There are good bacteria, and then there are bad bacteria. The latter of the two can be, quite literally, deadly. The former, however, the good ones, are essential: we need them to stay healthy and to make some of our favourite foods – foods like cheese, for example. If you want to harness the help of these good bacteria cultures, you need above all to give them the kind of conditions they like; and since I’m going to need their help during my experiment, I run them a nice, warm milk bath on my stove as a way of currying their favour. Next to me is a do-it-yourself cheese-making kit (ordered from www.kaese-selber.de) and a whole host of cultures just waiting – so I hope – to get to work.
At its most basic level, cheese-making is the art of controlling the way milk ages, so what do you need to know to do this yourself and make a success of it?

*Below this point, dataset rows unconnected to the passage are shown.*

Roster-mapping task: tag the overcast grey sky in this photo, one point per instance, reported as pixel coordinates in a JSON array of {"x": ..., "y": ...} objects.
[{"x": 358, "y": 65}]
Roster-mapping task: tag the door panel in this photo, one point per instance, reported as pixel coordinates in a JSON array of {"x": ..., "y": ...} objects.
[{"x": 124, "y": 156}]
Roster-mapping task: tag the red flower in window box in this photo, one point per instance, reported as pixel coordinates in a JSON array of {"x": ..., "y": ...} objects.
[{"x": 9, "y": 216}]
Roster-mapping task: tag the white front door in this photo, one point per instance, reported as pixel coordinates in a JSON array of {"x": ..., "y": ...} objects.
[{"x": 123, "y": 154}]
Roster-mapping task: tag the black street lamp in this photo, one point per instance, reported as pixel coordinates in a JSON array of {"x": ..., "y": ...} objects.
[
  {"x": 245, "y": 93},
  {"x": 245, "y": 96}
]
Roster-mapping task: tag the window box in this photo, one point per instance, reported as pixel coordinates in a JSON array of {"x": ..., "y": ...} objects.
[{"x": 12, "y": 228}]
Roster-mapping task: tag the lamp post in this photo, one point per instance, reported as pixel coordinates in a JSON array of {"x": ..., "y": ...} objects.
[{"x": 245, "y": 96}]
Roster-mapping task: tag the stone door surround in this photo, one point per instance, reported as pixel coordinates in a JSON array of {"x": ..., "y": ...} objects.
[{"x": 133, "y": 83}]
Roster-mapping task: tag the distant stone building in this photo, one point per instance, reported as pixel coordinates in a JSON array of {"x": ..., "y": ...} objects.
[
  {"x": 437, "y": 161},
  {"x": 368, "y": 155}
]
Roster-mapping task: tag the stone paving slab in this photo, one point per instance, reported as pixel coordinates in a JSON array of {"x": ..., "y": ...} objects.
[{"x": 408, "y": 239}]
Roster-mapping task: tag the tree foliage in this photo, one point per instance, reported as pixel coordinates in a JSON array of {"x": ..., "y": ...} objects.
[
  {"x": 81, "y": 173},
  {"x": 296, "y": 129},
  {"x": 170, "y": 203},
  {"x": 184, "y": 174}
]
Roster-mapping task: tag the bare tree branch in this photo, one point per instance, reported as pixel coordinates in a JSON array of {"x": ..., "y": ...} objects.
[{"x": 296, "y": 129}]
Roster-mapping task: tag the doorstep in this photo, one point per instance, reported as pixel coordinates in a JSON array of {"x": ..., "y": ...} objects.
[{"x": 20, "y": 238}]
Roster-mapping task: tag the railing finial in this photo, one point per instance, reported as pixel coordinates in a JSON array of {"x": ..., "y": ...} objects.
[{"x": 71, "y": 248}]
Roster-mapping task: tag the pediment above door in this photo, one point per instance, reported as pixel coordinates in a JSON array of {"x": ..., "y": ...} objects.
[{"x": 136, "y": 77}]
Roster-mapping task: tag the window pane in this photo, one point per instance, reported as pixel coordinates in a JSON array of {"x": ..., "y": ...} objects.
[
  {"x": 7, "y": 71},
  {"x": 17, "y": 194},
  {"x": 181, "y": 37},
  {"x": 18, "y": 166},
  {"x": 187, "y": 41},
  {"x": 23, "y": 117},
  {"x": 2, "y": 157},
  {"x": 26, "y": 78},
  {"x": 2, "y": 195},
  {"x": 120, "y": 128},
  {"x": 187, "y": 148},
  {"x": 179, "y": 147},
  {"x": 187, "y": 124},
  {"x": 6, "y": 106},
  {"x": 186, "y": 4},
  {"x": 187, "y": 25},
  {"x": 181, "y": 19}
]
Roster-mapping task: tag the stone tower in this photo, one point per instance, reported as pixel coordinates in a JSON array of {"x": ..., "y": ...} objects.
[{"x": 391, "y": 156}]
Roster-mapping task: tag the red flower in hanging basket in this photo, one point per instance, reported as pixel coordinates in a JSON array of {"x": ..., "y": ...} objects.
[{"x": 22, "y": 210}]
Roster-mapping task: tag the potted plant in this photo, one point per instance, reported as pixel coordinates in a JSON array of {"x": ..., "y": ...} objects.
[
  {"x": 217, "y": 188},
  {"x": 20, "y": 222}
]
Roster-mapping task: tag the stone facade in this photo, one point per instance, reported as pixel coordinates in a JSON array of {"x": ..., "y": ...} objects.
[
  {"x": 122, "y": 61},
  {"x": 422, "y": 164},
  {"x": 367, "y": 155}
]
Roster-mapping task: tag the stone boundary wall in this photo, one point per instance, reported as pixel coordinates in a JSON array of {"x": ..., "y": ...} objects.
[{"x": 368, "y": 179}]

Making it yourself is making it
The set is advertised as containing everything I’ll need – which is good, because it’s definitely more than I was expecting: mesophilic starter cultures, natural rennet extract, calcium chloride (35%), a cheese form with holes and a plastic press, a cheesecloth and, finally, a “cheese mat” for drippings. After reading the instructions, I start by heating five litres of pasteurised milk; when it gets to 25°C, I add a spoonful of the starter culture and forty drops of a saline solution made with water and the calcium chloride; once the cooking thermometer shows 36°C, I remove the pan from the heat as this is the temperature my little microbial helpers like best and now they really should be getting going. To help them out, I add one millilitre of natural rennet dissolved in water.
Cut, stir, rest - repeat
Now it’s time to slow things down: the milk needs to rest for thirty minutes while the lactic acid bacteria and enzymes turn the liquid into a strongly coagulated mass. This curdled mass looks exactly like the one in the instruction video, so I keep going by the book, using a long, sharp stainless steel knife to cut it into columns, cutting ten times across and ten times lengthways. Then I wait for another ten minutes so that the whey released by the cuts can drain off and then I do the whole thing again - twice.
Straining the curds
Even after the prescribed pauses in the process two hours in, what I’ve got is not looking anything like curd cheese. Referring to the instructions, I see that the lentilsized casein grains in the whey need another hour and a half during which I have to stir them with a spoon every twenty minutes. That leaves me with plenty of breaks in which I can surf the net and read up about cheese-making. While doing just that, I discover that now would be the time to add any herbs or spices I might want to. Eventually, my phone timer tells me that the 90 minutes are over and that I can move on to the next step: draining the curds and pressing them into the form. So I put the cheese form into a tray to catch the whey run-off and start packing the curds into it, weighing down the press with a weight (in my case, a bottle of water) to squeeze the liquid out of the cheese. This takes a while, though, because the form can’t hold all of the milk; I need three goes with 15 minutes of pressing for each batch.
Pressing the curds
It’s lunchtime before I can actually start to use the pressed cheese curd. I take it out of the form every 30 minutes, turning it, putting it back and weighting the press a total of four times. The next day, I hit the home straight and work starts by bathing the cheese in brine; one hundred minutes later, I am finally swaddling and placing the result of so many hours of work, lovingly, into my brand new ripening box. This breathable packaging will keep my baby nicely tucked up as it spends the next four to eight weeks developing its flavour on a stainless steel latticework grate. Every now and then, I stop by and see how it’s getting on, brushing it with salt water and turning it; the rest of the work will, I hope, be taken care of by the forces of nature. I put the whole thing into the warmest part of the fridge and treat myself to a glass of the whey; it might be a by-product, but it tastes pretty good for a start.
Ripening to perfection
Whenever I treat it with salt brine, I can feel under the brush how the cheese is changing. It gets harder and the rind starts to wrinkle; everything’s going to plan – that is, until, just over a week in, I discover a small patch of mould under the grate on which it is drying out. Could this mould spread to my cheese, I wonder, and ask the DIY box support team straight away. They get back in touch and recommend cutting the ripening process short and eating the cheese immediately. Since it looks a bit like feta at this stage, I marinate the whole cheese in olive oil with some dried herbs and chilli, serving it two days later. The result is real soul food: its consistency is subtle and creamy, its flavour deeply aromatic. My frustration at not being able to finish the process is replaced by a feeling of happiness.